To put it mildly, this was a shock. If he had come home from school and announced a sudden and intense love for all things glittery pink unicorns I couldn’t have been more surprised. But here’s the kicker; once we did a little careful questioning we discovered the reason: He’d held a girl’s hand. Sometime on the bus ride home from The Disney Music Hall in downtown L.A., a trip in which both of his parents had chaperoned, he had sat next to a longtime friend and calmly held her hand.

Now his interest in the girl wasn’t a surprise. For a long time he has been the two have been sharing barbs in class. They trade insults back and forth all the time. We know this because he tells us every day. Mixed in with his daily exploits involving friends and frenemies, was a consistent sub-plot, a growing set of stories revolving around the same girl. You don’t have to be Sherlock Holmes to see that the daily barbs mask something deeper, a growing attraction.

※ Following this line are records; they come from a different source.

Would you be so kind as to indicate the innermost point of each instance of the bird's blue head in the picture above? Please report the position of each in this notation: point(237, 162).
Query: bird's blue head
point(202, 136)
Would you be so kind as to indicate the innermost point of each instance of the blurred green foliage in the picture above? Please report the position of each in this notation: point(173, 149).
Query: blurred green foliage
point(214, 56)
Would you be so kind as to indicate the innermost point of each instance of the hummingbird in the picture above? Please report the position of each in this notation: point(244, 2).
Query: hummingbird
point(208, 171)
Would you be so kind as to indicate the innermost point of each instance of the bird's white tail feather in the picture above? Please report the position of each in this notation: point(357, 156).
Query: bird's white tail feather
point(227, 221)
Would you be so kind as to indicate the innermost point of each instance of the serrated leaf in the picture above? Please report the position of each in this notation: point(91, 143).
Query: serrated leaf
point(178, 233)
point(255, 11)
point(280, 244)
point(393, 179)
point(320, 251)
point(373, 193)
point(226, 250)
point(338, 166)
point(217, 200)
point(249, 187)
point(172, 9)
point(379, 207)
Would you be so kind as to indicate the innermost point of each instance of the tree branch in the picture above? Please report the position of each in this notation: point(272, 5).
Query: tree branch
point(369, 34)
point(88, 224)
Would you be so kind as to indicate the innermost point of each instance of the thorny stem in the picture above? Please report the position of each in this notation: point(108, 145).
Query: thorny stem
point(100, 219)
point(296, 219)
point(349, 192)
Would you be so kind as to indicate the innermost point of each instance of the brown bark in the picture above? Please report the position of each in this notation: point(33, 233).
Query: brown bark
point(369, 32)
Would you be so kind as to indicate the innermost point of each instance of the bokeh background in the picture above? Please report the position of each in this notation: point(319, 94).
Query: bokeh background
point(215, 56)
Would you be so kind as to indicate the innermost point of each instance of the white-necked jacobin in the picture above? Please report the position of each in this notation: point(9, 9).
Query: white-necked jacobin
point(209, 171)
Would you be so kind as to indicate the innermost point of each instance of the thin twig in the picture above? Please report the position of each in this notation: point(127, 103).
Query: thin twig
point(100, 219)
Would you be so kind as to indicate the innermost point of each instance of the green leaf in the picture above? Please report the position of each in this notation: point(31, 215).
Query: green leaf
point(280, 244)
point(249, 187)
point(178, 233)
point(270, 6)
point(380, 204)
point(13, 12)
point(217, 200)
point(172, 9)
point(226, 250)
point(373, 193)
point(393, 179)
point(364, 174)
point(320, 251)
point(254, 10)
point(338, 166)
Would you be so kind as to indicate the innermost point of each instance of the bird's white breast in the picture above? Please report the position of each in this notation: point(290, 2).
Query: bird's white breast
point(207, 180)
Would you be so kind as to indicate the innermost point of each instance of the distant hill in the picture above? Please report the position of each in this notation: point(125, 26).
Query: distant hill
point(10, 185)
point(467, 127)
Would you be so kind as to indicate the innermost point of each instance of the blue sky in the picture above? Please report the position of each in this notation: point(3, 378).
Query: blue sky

But when I look at this sudden change after a night’s rest I find myself troubled. Here we are, Teri and I, almost daily badgering him, trying positive ways, negative ways, (hell any way) to get the boy to take an interest in the basic level grooming. The kind of grooming required of every human that wants to live in polite company. Yet all of our efforts have remained consistently blocked by his whim. Yet give him the nerve to hold a girl’s hand on the bus one day and suddenly he’s off and running.

If I look at the situation unemotionally like an engineer–that is measuring the efficiency of our parenting by measuring effort over effect–I can only come to one conclusion: When it comes to the power of parents vs. girls, we don’t stand a chance. Heck, we’re not even in the same league.